As we approach the end of the 2013 Atlantic hurricane season and take in the media attention around the anniversary of Superstorm Sandy, it is also important to mark the 8th anniversary of Hurricane Wilma’s landfall, which occurred October 24, 2005. This was the last major hurricane to make landfall on the U.S. coastline. It has now been 2,938 days without a major landfalling hurricane – remarkable given the changes scientists said might result from warmer sea-surface temperatures in the Atlantic Ocean. The U.S. landfalling hurricane event data set is one of the best meteorological records that exist in the U.S. In looking at the historical landfall record, the longest period without a major landfalling hurricane stands at 3,316 days (August 11, 1860 – September 8, 1869). If a major hurricane doesn’t make landfall in the U.S. next year, we will surpass the longest period without one.

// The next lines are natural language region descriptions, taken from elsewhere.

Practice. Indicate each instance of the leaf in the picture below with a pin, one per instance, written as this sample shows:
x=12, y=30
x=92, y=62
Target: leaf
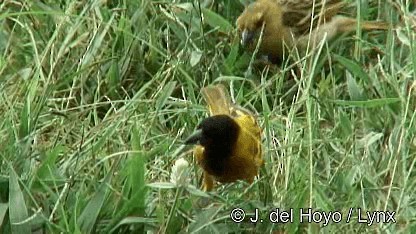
x=18, y=213
x=356, y=94
x=3, y=210
x=353, y=67
x=216, y=21
x=162, y=185
x=195, y=57
x=89, y=215
x=368, y=103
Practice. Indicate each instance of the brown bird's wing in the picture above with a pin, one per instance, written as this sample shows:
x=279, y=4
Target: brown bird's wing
x=218, y=99
x=301, y=15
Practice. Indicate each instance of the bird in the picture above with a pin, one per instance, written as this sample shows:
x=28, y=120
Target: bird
x=295, y=23
x=228, y=142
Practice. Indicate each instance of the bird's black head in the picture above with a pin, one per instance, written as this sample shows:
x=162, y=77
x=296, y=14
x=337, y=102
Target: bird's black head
x=217, y=131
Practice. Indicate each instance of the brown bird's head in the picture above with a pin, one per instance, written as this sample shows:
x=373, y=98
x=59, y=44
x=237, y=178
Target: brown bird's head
x=216, y=132
x=250, y=22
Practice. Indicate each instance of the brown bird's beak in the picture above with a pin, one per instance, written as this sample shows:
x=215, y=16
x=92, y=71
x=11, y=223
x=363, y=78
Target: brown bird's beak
x=194, y=138
x=246, y=37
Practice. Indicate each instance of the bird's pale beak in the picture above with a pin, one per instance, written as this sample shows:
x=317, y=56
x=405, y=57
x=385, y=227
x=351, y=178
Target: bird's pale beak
x=194, y=138
x=246, y=37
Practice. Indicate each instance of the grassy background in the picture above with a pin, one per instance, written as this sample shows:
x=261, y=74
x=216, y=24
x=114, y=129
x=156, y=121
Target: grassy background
x=97, y=96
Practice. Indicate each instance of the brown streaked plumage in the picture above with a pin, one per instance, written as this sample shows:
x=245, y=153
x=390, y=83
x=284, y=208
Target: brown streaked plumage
x=287, y=23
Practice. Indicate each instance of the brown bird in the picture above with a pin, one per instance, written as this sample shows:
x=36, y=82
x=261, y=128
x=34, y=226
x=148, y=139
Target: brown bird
x=289, y=23
x=228, y=142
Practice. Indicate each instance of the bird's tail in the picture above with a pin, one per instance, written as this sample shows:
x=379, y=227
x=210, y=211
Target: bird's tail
x=217, y=98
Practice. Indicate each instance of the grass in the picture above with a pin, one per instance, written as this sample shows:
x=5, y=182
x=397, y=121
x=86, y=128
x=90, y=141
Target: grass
x=96, y=98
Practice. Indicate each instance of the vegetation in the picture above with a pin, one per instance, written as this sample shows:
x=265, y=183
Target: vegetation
x=96, y=98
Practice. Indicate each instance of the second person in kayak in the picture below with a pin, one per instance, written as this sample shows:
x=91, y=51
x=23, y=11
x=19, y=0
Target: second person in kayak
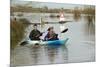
x=51, y=35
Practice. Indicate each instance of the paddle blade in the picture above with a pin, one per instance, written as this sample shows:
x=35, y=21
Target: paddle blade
x=65, y=30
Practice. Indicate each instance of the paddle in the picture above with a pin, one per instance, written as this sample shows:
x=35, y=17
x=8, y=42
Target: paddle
x=26, y=42
x=65, y=30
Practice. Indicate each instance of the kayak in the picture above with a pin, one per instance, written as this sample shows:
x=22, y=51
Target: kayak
x=48, y=43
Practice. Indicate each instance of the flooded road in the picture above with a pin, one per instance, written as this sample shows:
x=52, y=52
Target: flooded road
x=79, y=48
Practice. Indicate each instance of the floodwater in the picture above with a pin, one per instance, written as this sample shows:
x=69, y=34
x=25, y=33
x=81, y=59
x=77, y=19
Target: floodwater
x=79, y=48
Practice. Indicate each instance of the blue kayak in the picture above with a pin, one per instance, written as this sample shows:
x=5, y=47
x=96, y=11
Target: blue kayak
x=48, y=43
x=57, y=42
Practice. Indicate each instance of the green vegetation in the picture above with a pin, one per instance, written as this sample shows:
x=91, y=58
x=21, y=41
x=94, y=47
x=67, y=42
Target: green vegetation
x=17, y=31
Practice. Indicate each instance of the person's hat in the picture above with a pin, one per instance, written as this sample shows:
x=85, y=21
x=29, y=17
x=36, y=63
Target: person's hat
x=50, y=28
x=35, y=24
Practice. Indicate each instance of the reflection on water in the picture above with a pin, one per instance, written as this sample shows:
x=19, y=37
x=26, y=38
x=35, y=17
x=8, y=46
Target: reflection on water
x=40, y=55
x=81, y=46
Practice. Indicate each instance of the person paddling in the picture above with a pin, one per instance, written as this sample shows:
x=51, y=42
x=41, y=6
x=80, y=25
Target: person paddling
x=35, y=33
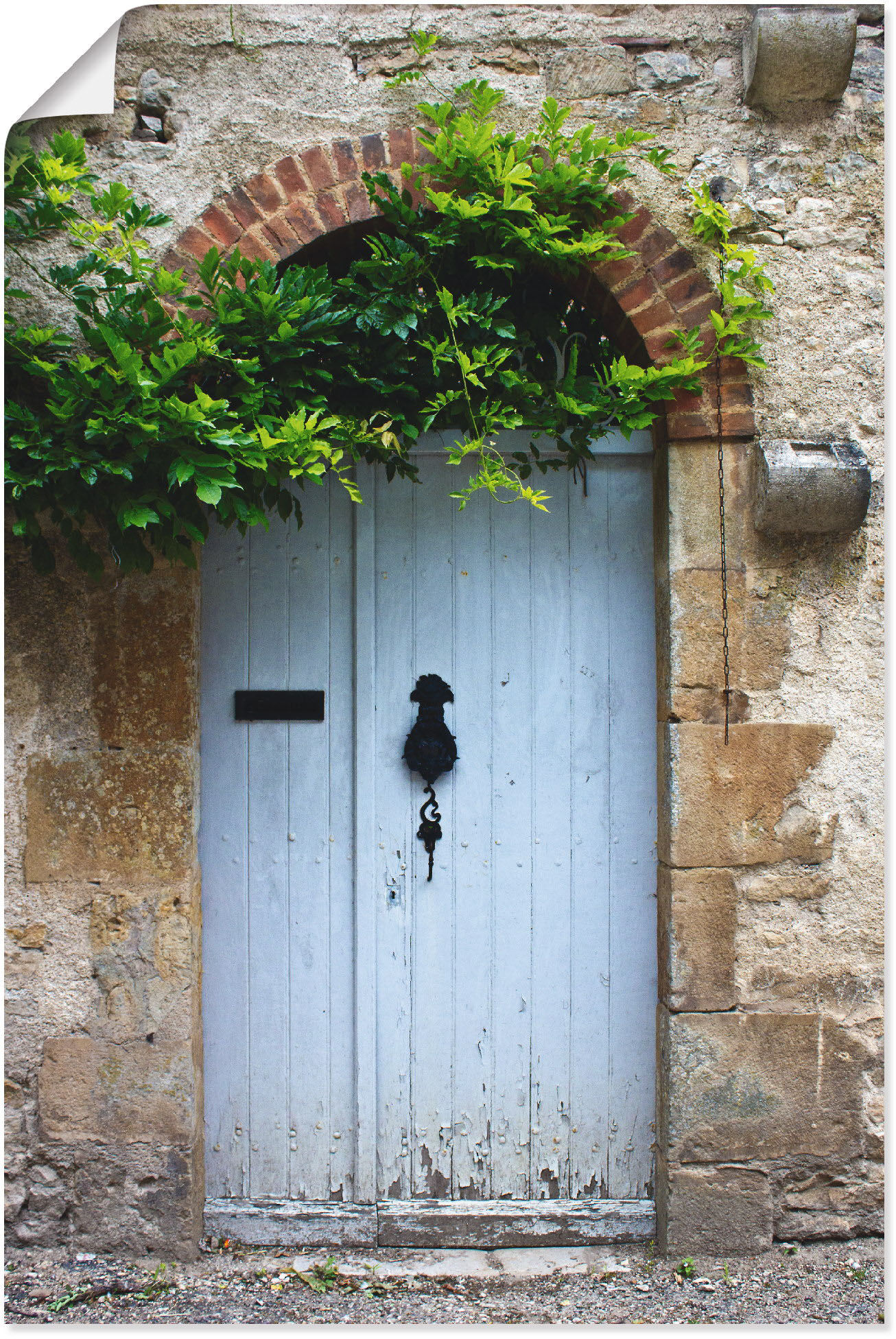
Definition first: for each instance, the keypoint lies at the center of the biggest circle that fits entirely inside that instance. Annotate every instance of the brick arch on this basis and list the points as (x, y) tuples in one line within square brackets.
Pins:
[(639, 299)]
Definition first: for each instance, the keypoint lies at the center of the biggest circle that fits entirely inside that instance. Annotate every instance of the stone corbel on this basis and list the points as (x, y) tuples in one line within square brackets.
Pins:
[(796, 54), (811, 488)]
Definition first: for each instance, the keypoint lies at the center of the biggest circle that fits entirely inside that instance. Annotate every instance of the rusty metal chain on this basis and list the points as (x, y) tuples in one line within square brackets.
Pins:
[(725, 569)]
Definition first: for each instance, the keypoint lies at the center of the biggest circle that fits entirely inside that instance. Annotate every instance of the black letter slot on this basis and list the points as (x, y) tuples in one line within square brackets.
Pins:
[(279, 704)]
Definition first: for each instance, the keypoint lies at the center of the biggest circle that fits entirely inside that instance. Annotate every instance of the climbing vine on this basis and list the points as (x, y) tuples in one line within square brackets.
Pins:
[(153, 409)]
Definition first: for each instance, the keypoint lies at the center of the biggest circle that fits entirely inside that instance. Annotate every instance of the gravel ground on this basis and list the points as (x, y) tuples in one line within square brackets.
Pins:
[(840, 1283)]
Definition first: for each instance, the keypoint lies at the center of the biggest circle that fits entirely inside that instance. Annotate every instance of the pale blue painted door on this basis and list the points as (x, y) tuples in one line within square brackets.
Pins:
[(488, 1035)]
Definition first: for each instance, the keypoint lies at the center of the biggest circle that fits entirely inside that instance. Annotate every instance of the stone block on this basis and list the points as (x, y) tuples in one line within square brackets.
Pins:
[(744, 1088), (515, 59), (834, 1201), (758, 634), (588, 74), (666, 70), (811, 488), (797, 56), (146, 655), (133, 1093), (772, 887), (698, 924), (110, 816), (728, 805), (721, 1211), (693, 505)]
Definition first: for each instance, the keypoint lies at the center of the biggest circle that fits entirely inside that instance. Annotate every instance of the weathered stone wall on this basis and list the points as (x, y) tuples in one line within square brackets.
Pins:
[(104, 1038), (770, 886)]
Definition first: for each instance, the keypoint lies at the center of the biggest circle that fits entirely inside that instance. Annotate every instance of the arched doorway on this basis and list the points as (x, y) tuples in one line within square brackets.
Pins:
[(661, 287)]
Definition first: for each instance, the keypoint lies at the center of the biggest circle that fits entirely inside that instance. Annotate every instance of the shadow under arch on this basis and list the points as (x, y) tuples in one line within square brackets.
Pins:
[(314, 205)]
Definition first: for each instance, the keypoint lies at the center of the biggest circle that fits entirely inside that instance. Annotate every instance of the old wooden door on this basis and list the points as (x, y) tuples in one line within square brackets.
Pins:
[(468, 1060)]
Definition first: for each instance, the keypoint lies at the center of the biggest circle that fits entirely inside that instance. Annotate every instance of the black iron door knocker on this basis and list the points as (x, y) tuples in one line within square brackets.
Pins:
[(430, 750)]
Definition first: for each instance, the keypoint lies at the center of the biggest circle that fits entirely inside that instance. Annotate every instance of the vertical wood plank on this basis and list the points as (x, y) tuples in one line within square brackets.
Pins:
[(633, 846), (394, 836), (551, 711), (268, 870), (366, 927), (434, 1122), (224, 853), (510, 942), (309, 853), (475, 845), (340, 772), (589, 931)]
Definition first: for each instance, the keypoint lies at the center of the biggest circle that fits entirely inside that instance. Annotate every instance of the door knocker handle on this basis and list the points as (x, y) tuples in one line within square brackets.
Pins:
[(430, 750)]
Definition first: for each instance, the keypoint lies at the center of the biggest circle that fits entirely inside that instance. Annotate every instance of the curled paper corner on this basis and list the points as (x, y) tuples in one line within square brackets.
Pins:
[(87, 88)]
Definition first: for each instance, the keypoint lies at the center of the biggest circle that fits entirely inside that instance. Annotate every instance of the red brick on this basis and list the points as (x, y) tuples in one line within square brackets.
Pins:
[(735, 395), (359, 205), (241, 208), (344, 160), (687, 288), (679, 263), (733, 370), (290, 177), (279, 230), (657, 346), (305, 222), (264, 192), (318, 169), (195, 243), (631, 230), (255, 247), (222, 228), (700, 311), (689, 403), (373, 152), (657, 243), (738, 423), (614, 274), (641, 291), (331, 211), (401, 145), (648, 319), (689, 426)]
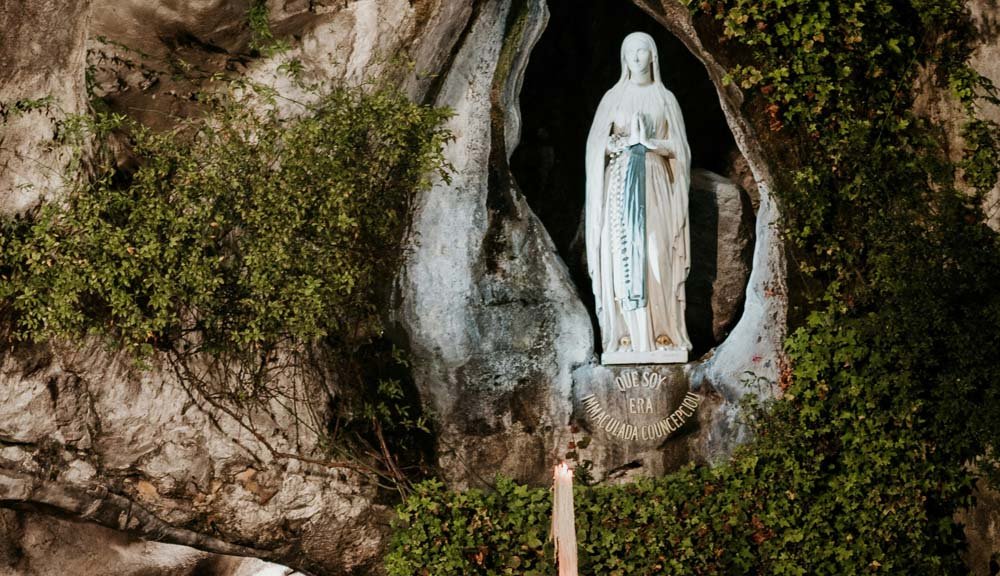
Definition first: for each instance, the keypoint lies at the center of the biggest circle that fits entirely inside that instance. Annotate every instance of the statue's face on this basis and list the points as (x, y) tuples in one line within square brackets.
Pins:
[(637, 56)]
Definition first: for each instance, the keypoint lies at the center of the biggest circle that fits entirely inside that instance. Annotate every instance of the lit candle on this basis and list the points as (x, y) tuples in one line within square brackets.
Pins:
[(563, 521)]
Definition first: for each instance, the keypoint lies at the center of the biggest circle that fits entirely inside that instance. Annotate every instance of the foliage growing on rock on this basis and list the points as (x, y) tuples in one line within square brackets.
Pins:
[(235, 244), (892, 387)]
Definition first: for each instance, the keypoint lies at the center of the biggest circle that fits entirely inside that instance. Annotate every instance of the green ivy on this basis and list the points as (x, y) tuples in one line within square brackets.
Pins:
[(242, 230), (888, 404)]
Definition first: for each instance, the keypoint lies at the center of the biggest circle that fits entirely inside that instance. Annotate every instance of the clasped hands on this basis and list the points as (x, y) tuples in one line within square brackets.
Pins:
[(637, 135)]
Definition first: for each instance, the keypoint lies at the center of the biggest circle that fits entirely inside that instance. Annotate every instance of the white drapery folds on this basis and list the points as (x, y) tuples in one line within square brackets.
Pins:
[(661, 322)]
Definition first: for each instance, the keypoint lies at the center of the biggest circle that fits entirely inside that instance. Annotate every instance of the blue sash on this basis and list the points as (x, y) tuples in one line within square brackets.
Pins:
[(633, 228)]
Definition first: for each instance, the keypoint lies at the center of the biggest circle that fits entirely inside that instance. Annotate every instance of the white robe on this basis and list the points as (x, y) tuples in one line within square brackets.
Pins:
[(667, 233)]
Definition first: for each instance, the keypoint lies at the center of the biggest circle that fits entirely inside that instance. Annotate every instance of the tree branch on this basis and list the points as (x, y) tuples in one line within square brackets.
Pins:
[(96, 504)]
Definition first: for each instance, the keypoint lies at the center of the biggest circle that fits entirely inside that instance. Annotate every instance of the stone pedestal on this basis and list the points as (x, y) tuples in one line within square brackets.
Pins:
[(634, 420)]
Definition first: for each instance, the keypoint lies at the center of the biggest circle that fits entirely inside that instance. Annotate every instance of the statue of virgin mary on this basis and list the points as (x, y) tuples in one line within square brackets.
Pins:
[(638, 172)]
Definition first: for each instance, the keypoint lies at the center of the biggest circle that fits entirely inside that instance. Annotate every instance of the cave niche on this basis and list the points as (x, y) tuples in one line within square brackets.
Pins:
[(574, 62)]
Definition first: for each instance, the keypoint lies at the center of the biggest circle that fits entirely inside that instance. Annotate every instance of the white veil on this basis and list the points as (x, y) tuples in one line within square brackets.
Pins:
[(680, 167)]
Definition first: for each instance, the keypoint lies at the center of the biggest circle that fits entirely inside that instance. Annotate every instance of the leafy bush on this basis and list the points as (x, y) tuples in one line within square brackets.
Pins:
[(892, 387), (242, 231)]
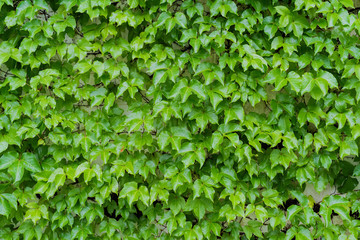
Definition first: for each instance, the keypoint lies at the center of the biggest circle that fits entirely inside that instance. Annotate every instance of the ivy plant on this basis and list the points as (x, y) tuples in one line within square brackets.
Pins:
[(172, 119)]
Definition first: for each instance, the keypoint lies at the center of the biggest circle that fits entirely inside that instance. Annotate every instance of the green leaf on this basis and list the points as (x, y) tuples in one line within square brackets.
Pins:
[(8, 159), (30, 162)]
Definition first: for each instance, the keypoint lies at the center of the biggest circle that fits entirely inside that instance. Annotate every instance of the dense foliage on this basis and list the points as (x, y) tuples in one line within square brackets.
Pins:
[(169, 119)]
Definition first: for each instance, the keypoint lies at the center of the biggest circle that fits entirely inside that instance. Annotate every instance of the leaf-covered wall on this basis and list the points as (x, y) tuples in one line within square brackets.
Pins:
[(179, 119)]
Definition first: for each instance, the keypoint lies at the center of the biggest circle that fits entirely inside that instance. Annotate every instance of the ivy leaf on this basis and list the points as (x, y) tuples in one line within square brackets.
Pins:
[(8, 159), (31, 163)]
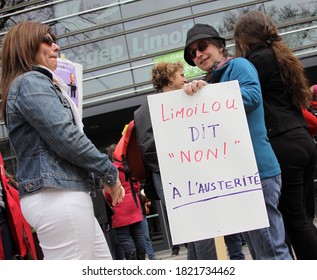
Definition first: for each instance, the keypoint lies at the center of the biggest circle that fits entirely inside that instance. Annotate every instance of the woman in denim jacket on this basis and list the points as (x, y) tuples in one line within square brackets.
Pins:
[(56, 163)]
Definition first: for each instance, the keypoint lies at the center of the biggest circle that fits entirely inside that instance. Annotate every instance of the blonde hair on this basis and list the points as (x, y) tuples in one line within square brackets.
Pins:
[(163, 72), (20, 46)]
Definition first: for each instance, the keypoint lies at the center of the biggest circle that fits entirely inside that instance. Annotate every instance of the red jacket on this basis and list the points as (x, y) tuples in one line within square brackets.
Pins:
[(20, 229), (126, 212)]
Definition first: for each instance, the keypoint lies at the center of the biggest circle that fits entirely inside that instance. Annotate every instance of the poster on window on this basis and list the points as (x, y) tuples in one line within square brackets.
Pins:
[(210, 178), (72, 75)]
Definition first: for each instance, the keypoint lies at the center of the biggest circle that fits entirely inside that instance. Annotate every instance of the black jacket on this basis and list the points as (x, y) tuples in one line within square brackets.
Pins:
[(280, 113)]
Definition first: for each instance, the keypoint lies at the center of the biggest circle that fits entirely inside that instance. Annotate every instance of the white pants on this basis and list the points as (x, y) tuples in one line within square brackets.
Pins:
[(65, 225)]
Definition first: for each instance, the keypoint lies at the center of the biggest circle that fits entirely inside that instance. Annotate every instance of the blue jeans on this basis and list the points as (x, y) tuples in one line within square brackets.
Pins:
[(148, 243), (269, 243), (234, 246), (202, 250)]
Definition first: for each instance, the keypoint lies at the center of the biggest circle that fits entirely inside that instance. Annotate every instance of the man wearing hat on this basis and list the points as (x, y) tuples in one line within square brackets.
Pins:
[(205, 49)]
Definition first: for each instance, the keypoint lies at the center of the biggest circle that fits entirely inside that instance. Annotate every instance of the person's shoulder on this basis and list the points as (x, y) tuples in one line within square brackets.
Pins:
[(241, 61)]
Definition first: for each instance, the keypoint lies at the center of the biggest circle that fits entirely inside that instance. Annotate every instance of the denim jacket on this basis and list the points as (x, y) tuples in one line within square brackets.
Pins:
[(51, 150)]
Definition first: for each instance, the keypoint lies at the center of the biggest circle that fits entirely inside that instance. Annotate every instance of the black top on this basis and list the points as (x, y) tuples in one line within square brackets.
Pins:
[(281, 115)]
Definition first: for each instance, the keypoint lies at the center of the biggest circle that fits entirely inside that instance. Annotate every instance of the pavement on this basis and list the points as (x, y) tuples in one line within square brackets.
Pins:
[(167, 254)]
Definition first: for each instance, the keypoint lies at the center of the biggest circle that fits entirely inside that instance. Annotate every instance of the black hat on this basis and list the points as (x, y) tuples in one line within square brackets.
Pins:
[(199, 31)]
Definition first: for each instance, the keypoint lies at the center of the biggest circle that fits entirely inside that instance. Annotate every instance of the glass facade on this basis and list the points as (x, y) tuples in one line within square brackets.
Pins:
[(118, 41)]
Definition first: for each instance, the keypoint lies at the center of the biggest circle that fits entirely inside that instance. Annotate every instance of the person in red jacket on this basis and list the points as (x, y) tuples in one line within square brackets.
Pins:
[(127, 218)]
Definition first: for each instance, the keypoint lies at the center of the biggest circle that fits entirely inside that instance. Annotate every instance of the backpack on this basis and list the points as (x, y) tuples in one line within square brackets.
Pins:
[(20, 230), (128, 153)]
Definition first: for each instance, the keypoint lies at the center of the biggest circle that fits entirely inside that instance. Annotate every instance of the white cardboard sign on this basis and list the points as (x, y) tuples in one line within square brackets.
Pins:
[(209, 173)]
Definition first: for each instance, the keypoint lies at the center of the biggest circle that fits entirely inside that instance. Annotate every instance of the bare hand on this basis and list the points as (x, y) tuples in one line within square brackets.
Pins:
[(192, 87), (116, 192)]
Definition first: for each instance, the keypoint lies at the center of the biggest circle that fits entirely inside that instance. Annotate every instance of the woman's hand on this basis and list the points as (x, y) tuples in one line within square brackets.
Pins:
[(192, 87), (116, 192)]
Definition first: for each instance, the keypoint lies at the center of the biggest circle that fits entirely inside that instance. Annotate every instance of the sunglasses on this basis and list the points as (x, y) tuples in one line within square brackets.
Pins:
[(201, 46), (48, 40)]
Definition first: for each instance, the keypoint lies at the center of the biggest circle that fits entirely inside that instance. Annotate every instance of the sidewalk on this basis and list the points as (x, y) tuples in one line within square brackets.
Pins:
[(166, 254)]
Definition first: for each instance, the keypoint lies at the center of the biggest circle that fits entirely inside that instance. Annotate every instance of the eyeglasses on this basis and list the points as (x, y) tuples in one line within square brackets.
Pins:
[(48, 40), (201, 46)]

Unless we are in some very unusual climate state that has not been discovered, there is a growing disconnect between overall Atlantic Basin activity and landfalling named storms. While the average overall Basin numbers are higher than normal since 2006, with every passing year since then the U.S. has seen only 19 named storms make landfall, and only six hurricanes – with no major hurricanes making landfall. This translates to a landfall rate of 0.75.
Using the landfall data from 1900, in a given year the expected landfall rate of a hurricane impacting the U.S. coastline is 1.5, with a 77% probability of at least one hurricane impacting the U.S. coastline. For major hurricanes the rate is 0.5 with a 40% probability – so the U.S. landfall rate is significantly below average.
Given this landfalling hurricane drought, the United States coastline has been lucky. Although insurance companies have been suffering losses of other types over it, the average annual hurricane loss during this drought has been just $4.9 billion, according to Property Claims Services. This is below the long-term average annual loss of $6.4 billion as calculated using the insured historical loss data from Dr. Pielke Jr., a database that attempts to normalize hurricane damages in the United States. Accounting for Superstorm Sandy in 2012, which was not a hurricane at landfall, this average annual loss since 2006 would increase to $7.7 billion.
With a below normal landfall rate of only 0.75 hurricanes since 2006, in the future the trend for more landfalls should correct back closer to the long-term rate if we assume that hurricane landfalls follow a poisson distribution and we are not in some unknown climate regime. After all, the probability of not having a major hurricane make landfall over a 9-year period is a very low 1%, meaning insurance companies should expect an increase in losses from hurricanes in the future. Something to ponder as we await next year’s forecast.